RAZÃO E DELÍRIO GRAÇA FONTIS: PINTURA Manoel Ferreira Neto: POEMA @@@@


Encontrei hoje pela manhã,

Tendo-me acabado de acordar,

Dormi pouco, muito pouco,

Dois cadernos na gaveta de um móvel

No quarto.

Havia tempos não a abria,

Creio até não mais existiam para mim,

Nem o móvel nem os cadernos na gaveta

Ou jamais existiram

Algo me disse

Esqueceu-me sua existência.

Os cadernos: não me lembrava deles

Não me recordava haver escrito neles,

Quando fora que escrevi.

Tomei-os em mãos,

Comecei a ler.

Num deles havia a narração

Do nascer do sol numa manhã de verão.

No outro

No alvorecer, o nascer do sol.

Não era o mesmo texto

O primeiro descrevia fluxo de sentimentos

De dentro da alma,

Sentimentos incógnitos, desconhecidos.

As razões apresentadas para

As incógnitas, desconhecimentos

Diziam respeito aos devaneios, delírios.

O segundo narrava os desvarios

Da alma, des-cobrindo, des-velando, des-nudando

As surpresas no decorrer das reflexões,

No decurso das meditações.

As razões e os delírios

De ambos os textos

Comungavam-se, aderiam-se.

As razões do primeiro eram os delírios do segundo,

Os delírios do segundo eram as razões do primeiro.
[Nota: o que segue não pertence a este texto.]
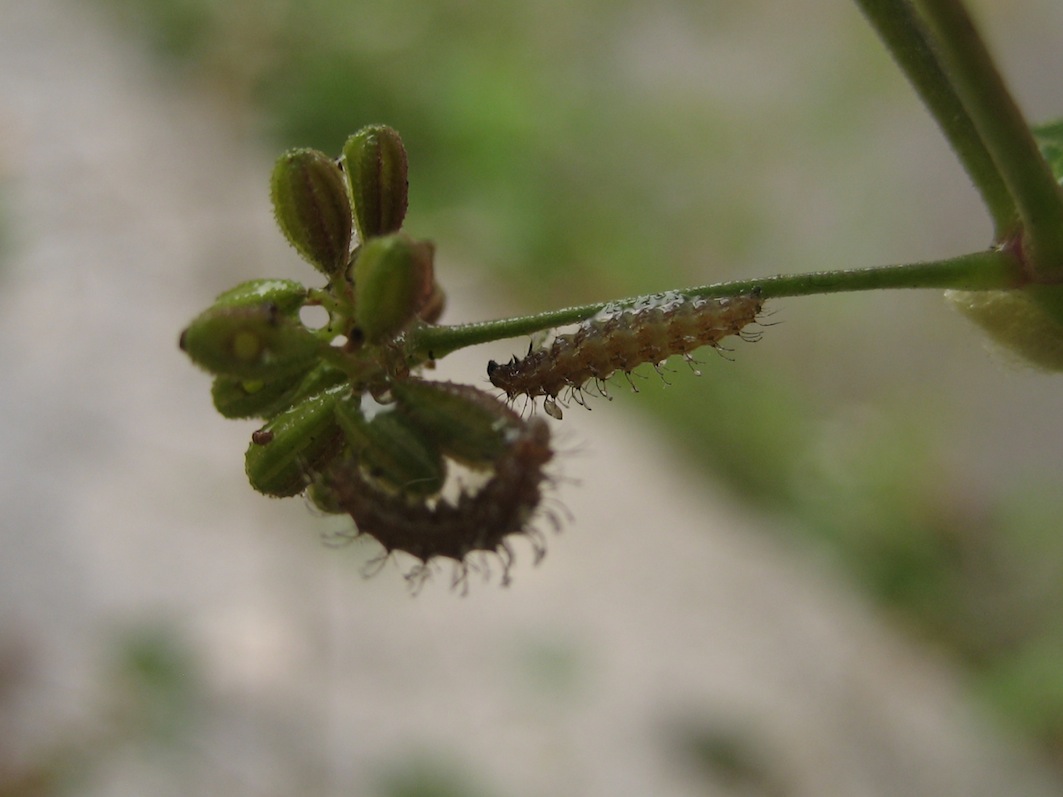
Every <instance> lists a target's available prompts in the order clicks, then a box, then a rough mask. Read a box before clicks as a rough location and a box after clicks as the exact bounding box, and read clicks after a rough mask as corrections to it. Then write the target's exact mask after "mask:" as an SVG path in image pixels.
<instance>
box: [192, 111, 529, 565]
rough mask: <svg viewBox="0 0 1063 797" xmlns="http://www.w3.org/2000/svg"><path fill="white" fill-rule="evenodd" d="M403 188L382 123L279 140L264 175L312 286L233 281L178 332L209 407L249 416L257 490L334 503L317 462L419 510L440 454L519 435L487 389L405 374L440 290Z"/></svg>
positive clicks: (269, 494) (419, 363)
mask: <svg viewBox="0 0 1063 797" xmlns="http://www.w3.org/2000/svg"><path fill="white" fill-rule="evenodd" d="M407 191H408V182H407V156H406V150H405V148H404V147H403V143H402V139H401V138H400V137H399V134H398V133H396V132H395V131H394V130H392V129H390V128H387V126H383V125H374V126H369V128H365V129H362V130H361V131H359V132H358V133H356V134H354V135H353V136H351V137H350V138H349V139H348V141H347V143H345V145H344V147H343V152H342V155H341V156H340V157H339V158H338V159H335V158H332V157H330V156H327V155H326V154H324V153H322V152H319V151H317V150H310V149H297V150H291V151H289V152H286V153H285V154H283V155H282V156H281V157H280V158H279V159H277V162H276V165H275V166H274V168H273V172H272V177H271V196H272V200H273V207H274V211H275V215H276V221H277V224H279V226H280V227H281V230H282V232H283V233H284V235H285V236H286V237H287V239H288V241H289V242H290V243H291V245H292V247H293V248H294V249H296V251H297V252H298V253H299V254H300V255H301V256H302V257H303V258H304V259H305V260H307V261H308V262H309V264H310V265H311V266H313V267H314V268H315V269H317V270H318V271H319V272H320V273H321V274H322V275H323V276H324V277H325V281H326V282H325V285H324V286H323V287H321V288H307V287H305V286H303V285H301V284H300V283H298V282H294V281H290V279H253V281H251V282H247V283H243V284H241V285H238V286H237V287H235V288H233V289H231V290H227V291H225V292H224V293H222V294H221V295H219V296H218V298H217V299H216V300H215V303H214V304H213V305H212V306H210V307H209V308H208V309H207V310H205V311H204V312H202V313H200V316H198V317H197V318H196V319H195V320H193V321H192V322H191V323H190V324H189V325H188V327H187V328H186V329H185V330H184V332H183V333H182V335H181V349H182V350H183V351H184V352H185V353H186V354H187V355H188V356H189V357H190V358H191V359H192V361H193V362H196V364H198V366H200V367H202V368H203V369H205V370H207V371H209V372H210V373H212V374H213V375H214V385H213V388H212V395H213V399H214V405H215V407H216V408H217V409H218V411H219V412H220V413H221V414H222V416H224V417H226V418H234V419H251V418H256V419H260V420H261V421H264V425H263V426H261V427H260V428H259V429H258V430H257V431H255V433H254V435H253V436H252V441H251V444H250V447H249V448H248V452H247V456H246V465H247V474H248V478H249V480H250V482H251V485H252V487H253V488H254V489H255V490H257V491H258V492H261V493H264V494H266V495H271V496H291V495H297V494H300V493H303V492H307V494H308V495H309V497H310V499H311V501H314V503H315V504H317V505H318V506H319V507H320V508H321V509H323V510H325V511H332V512H339V511H344V510H343V509H341V508H340V506H339V504H338V503H337V501H336V499H335V496H334V495H331V494H330V491H328V490H327V489H325V488H324V487H323V486H324V485H325V480H324V479H323V478H322V474H324V473H331V474H334V475H335V474H336V473H337V472H340V471H342V470H343V469H357V475H358V479H359V484H364V485H365V486H366V488H365V489H368V490H373V491H379V495H381V496H382V499H385V498H386V499H387V501H388V502H394V501H396V499H398V501H399V502H400V505H402V504H403V503H404V502H405V503H406V504H408V505H409V506H410V507H411V508H414V509H416V510H417V511H418V512H421V514H420V515H418V514H416V513H411V516H421V518H428V519H429V520H431V516H432V515H431V513H429V514H428V515H425V514H424V512H425V511H429V512H431V507H433V506H435V505H436V504H437V503H440V502H441V498H440V495H441V492H442V490H443V485H444V484H445V481H446V478H448V474H449V472H450V471H449V469H450V467H451V465H452V464H460V465H462V467H465V468H471V469H474V470H484V471H492V469H494V468H495V467H496V465H497V463H500V462H503V461H505V460H506V457H507V455H508V454H509V453H510V448H511V447H512V445H513V440H516V439H517V437H519V435H514V433H513V427H514V424H516V425H517V426H520V425H521V423H522V422H520V421H519V419H518V420H517V421H514V419H513V413H512V412H511V411H510V410H509V409H508V407H506V406H505V405H504V404H502V403H501V402H499V401H497V400H495V399H494V397H493V396H490V395H488V394H486V393H483V392H482V391H479V390H478V389H476V388H471V387H468V386H461V389H455V388H454V386H448V387H443V386H440V384H438V383H428V381H424V380H421V379H419V378H417V377H416V374H417V370H418V369H419V368H420V367H422V366H424V364H425V360H424V357H423V355H417V354H415V353H412V351H411V347H408V346H406V345H405V340H406V335H407V333H408V332H409V330H410V329H411V328H414V327H415V326H417V325H423V324H434V323H436V322H437V321H438V319H439V317H440V315H441V313H442V310H443V306H444V294H443V292H442V290H441V289H440V287H439V285H438V283H437V282H436V276H435V267H434V254H435V248H434V247H433V244H432V243H431V242H429V241H425V240H418V239H415V238H412V237H410V236H409V235H407V234H406V233H404V232H403V231H402V225H403V221H404V219H405V216H406V208H407ZM315 306H316V307H321V308H323V309H324V310H325V311H326V312H327V322H326V323H325V324H324V325H322V326H320V327H316V328H311V327H310V326H308V325H307V324H306V323H305V322H304V319H303V316H302V311H303V309H304V308H306V307H315ZM426 507H427V508H429V509H428V510H426ZM359 530H360V531H361V532H365V533H373V529H359ZM421 558H424V557H423V556H422V557H421Z"/></svg>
Como podia ser que comungassem?

Razões são razões.

Delírios são delírios.

Narrações são narrações.

Descrições são descrições.

A verdade da origem do nascer do sol

Era a mesma do delírio do sol

Ao descobrir sua origem.

As incógnitas da razão

Ao registrar o percurso do sol

Desde o infinito até incidir seus raios

Sobre a serra

Partilhava com o delírio do sol,

Descobrindo sua origem.

Não podia entender.

A razão de hoje

É o delírio de amanhã?

A razão é psíquica?

O psíquico é racional?

Senti-me confuso, alucinado.

Dois textos diferentes em linguagem, estilo

Entrelaçarem-se.

Se ao menos pudesse saber

Deles o que no interdito de ambos

Sintetizavam-se, esvaeceria a confusão.

Ou então perguntar

Aos sóis nascentes em épocas diferentes

Como reuniam a razão e os delírios.

Aqueles sóis eram passados; não retornariam.

Nada disso podia ser feito.

Guardei os cadernos na gaveta.

RIO DE JANEIRO(RJ), 30 DE JANEIRO DE 2021, 14:31 p.m.